I forgive no one really

Is the definition of self? I guess that's where we should start...right? I'm a person, and your a person and people I suppose want to know more about other people. If this is an introduction, allow me to introduce myself.

I go by Zed. It's short, easy to remember, and I mean in a sense it is my real name. Those are my initials. Teehee. I <3 my initials. The only other awesome initials I know are, ARM, and GRR. Which considering the people they belong to, make me laugh. Gender wise, I don't feel like I'm one or the other, not really, not personally, though quite obviously, I am one of the two. Of course in not relating to a gender, I am not attracted to either. Both are fine, each with their...benefits ;) and love is love, or so I believe. So you know my name, my gender, and who I'm interested in. Bring on the fun.

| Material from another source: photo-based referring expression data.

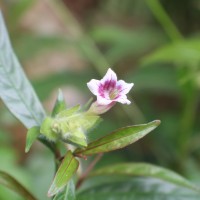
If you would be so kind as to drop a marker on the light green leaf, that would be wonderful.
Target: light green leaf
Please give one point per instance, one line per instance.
(119, 139)
(68, 193)
(184, 51)
(59, 105)
(15, 89)
(65, 172)
(138, 188)
(148, 170)
(32, 135)
(9, 182)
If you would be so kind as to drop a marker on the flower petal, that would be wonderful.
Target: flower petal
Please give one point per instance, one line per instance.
(110, 76)
(124, 87)
(103, 101)
(123, 99)
(93, 86)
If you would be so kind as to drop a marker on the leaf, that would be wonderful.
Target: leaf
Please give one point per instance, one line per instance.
(68, 193)
(138, 188)
(118, 139)
(9, 182)
(32, 135)
(15, 89)
(148, 170)
(59, 105)
(65, 172)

The inside of my mind is more easily explained when compared to a manor and in that manor are many rooms, are many places for putting things and there's a lot of stuff here. Things being equivalent to thoughts. I don't mind it so much as the things I think about are not entirely pleasant and yet I think about them nonetheless, keep in mind I would prefer not to think about two people I know personally kissing, (romance makes me a bit ill, because it gets exaggerated in my mind), or about people I love dying. But they are thoughts that occur without much warning and it makes writing very...easy, but not professional. *sigh*

I love people. Okay well not everyone. But I do enjoy people who like...say, talking? Or feel they are important (or quite the opposite) and have something to prove to the world. But at the same time, I am a drama provider, not necessarily by choice, half the time I'm not aware of it, the other half I don't care about people enough in general and I just want to see how far things can go. This my avid readers is why I'm a bad person.

Is there much to me? I am a walking contradiction, with no moral structure what so ever. Does that make me sad? No. Depressed at times, but I don't sit in my room and wallow in self pity. I go out and I do things, but I most certainly prefer the solitude of my room and my imagination with a Poppy Z. Brite book in hand.

To be honest what are some mildly interesting topics to blog about? Life has only so much to offer...how about we take a look on the darker side...?

1 comment:

Triss Teh said...

So, it is not only I who likes to fly with night owls.